League game won?t leave us with big bill
By BRAD GREENSHIELDS
COFFS Harbour Sports Unit manager Ben Payne is adamant that the city won't be left to pay a large bill for hosting next year's City v Country Origin clash.
It was reported this week in Albury-Wodonga's Border Mail that Albury lost the rights to the match due to a dispute over $100,000 that needed to be paid to upgrade the lights at the Lavington Sports Ground.
But Payne was quick to point out yesterday that expenses such as extra lighting and corporate entertainment won't be borne by the local council.
"Channel 9 cover the broadcast and the CRL primarily cover the event," Payne said about the arrangement for the match.
"In Lismore last year, Channel 9 supplemented a couple of light towers and that's up to the broadcaster so they will do that again, not us.
"We'll sell the tickets but the CRL will get the gate because they'll pay for the accomodation for the players, the travel, the food, corporate entertainment, everything.
"It takes a lot of the risk out of it for us. We'll get a big gain with very little risk."
Payne said that basically the Sports Unit and their band of volunteers will mainly be required to put in a lot of man hours on top of some minimal costs.

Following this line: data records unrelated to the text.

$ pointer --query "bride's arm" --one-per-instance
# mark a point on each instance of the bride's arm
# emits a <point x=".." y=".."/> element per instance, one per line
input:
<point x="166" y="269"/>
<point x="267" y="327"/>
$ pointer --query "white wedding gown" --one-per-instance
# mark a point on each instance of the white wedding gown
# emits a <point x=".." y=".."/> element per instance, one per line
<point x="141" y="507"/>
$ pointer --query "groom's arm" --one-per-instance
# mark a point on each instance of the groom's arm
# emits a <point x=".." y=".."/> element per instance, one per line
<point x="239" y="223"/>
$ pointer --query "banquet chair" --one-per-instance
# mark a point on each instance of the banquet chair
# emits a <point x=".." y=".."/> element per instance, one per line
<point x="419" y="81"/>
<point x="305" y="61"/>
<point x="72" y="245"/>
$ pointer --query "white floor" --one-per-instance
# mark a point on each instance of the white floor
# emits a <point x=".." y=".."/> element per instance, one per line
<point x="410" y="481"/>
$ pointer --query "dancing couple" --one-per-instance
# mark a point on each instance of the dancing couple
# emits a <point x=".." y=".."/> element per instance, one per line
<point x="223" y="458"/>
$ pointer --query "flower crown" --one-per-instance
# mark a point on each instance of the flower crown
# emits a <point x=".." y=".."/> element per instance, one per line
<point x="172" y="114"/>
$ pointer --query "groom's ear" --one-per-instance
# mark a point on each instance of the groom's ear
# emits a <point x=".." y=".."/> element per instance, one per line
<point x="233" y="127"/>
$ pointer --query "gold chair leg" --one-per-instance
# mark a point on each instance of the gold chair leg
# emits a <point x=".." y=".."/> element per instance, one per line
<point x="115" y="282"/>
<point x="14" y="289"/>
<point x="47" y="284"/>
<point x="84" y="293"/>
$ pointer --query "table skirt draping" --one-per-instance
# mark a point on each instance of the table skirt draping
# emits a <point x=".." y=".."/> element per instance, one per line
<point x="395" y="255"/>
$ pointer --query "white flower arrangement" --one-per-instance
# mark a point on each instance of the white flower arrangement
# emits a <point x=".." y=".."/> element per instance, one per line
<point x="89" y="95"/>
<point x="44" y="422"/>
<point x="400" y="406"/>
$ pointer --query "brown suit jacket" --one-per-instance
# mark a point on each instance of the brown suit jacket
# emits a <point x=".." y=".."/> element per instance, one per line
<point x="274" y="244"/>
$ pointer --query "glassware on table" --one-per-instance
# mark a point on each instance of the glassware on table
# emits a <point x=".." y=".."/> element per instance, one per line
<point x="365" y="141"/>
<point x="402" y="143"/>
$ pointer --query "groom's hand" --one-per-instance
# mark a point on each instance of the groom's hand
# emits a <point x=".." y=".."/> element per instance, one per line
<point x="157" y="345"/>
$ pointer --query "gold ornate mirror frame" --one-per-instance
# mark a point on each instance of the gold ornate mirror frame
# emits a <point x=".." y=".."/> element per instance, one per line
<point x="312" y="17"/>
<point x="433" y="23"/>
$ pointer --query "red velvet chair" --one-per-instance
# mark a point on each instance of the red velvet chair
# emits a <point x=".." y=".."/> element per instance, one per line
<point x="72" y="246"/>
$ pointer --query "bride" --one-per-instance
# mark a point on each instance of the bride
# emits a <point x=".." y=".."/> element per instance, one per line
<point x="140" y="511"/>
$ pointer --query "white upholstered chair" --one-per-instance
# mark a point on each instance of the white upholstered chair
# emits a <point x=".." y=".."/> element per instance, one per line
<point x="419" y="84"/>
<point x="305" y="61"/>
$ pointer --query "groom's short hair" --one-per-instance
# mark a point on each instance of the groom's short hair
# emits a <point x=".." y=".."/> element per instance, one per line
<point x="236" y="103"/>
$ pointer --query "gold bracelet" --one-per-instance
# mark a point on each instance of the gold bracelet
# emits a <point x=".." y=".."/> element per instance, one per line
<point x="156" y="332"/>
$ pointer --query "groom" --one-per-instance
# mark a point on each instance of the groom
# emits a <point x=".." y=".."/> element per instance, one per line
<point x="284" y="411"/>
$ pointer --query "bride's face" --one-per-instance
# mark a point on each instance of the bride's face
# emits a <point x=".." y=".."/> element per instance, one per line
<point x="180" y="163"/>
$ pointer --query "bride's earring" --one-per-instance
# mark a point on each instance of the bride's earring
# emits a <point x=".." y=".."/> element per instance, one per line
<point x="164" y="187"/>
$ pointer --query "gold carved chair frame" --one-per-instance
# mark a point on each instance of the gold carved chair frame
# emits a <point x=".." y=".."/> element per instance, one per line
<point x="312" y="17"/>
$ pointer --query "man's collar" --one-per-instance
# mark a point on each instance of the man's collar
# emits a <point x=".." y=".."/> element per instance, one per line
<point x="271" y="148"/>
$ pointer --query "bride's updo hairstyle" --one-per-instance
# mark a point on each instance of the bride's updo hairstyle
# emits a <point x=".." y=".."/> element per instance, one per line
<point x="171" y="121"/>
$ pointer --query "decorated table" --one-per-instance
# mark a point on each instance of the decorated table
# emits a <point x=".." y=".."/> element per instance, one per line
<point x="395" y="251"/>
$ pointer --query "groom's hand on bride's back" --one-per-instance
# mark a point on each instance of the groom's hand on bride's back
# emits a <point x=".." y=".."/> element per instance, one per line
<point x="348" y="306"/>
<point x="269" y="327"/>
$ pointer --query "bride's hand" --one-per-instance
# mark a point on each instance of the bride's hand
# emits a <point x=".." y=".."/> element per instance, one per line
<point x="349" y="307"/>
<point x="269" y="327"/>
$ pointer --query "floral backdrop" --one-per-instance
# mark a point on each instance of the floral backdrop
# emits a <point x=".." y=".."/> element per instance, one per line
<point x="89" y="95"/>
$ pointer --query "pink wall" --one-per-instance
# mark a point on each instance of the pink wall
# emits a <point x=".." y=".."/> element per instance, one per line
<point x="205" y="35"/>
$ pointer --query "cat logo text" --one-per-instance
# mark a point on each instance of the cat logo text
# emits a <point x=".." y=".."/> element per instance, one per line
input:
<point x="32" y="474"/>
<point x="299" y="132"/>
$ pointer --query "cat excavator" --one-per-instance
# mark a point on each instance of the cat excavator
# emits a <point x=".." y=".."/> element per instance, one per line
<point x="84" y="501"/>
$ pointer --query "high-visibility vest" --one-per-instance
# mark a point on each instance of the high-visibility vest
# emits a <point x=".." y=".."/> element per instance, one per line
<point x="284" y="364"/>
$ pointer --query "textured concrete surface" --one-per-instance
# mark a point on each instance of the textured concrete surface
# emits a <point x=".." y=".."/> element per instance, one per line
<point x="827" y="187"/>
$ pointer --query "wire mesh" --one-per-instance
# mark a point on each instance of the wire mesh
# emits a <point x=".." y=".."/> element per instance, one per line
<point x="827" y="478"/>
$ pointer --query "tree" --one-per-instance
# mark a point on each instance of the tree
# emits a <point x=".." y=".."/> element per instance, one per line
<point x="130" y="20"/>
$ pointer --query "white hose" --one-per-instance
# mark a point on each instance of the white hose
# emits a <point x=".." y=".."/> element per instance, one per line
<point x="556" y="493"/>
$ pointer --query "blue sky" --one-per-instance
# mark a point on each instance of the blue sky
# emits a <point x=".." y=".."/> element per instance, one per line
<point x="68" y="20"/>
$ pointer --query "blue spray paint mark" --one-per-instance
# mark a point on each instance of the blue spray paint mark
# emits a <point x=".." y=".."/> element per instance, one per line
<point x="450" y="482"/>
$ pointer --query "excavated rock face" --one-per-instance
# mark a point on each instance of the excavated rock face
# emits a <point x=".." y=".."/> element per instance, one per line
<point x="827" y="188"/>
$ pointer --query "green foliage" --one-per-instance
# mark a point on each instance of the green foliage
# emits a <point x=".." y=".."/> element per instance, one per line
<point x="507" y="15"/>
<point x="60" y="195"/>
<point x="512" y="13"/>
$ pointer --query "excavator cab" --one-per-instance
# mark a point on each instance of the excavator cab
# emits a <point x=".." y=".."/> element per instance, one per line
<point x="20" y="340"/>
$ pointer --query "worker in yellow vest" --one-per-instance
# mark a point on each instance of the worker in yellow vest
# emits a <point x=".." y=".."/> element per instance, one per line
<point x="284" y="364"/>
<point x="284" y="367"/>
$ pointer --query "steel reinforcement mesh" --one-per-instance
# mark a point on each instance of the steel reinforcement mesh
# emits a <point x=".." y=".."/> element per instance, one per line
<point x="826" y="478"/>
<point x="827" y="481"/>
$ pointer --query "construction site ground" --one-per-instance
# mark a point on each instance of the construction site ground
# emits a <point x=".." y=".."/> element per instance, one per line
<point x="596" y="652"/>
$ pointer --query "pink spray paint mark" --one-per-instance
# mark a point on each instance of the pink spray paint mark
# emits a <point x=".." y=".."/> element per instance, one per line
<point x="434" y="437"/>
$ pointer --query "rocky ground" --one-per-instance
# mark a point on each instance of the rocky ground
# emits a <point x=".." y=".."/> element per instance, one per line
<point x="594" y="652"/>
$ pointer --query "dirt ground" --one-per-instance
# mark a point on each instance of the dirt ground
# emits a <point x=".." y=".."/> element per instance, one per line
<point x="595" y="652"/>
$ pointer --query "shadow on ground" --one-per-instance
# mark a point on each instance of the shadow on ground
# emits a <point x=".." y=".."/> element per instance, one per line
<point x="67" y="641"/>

"Our total outlay is things like corporate set-up, ground set-up, fencing, security, police, that sort of stuff," he said.
"The swingback for us is what we get out of the corporates, the food and beverage from the night and, of course, the income that comes into town with people coming in from outside of town during what is traditionally a very quiet time in Coffs Harbour.
"Again, it's low risk with a big upside. It's not why we went after the game it just happens to be the model that the CRL and Channel 9 use.
"It's a pretty rare opportunity as you don't often get a set-up like this. They normally ask for a lot but don't give you much. These guys are pretty much giving us most of it and only asking for a little bit."
The other big upside that Payne was quick to highlight is the amount of publicity that Coffs Harbour will gain from the event.
"It's obviously a national broadcast and you can't quantify it," he said. "If you want to try and break it down to build up again, what it means firstly is that it creates future event opportunities.
"Showcasing the venue as well as what can be put on in Coffs Harbour happens when the Wallabies are here. But when you're talking national and international broadcasts, people take us out of their 'it's just a small town' mentality and put us in the 'we can do a big show there' category.
"The other key thing is that both teams will be coming here for a week, we'll get to use them for multiple appearances and with the national media and other people that come here with them, it gives us extra exposure for Coffs."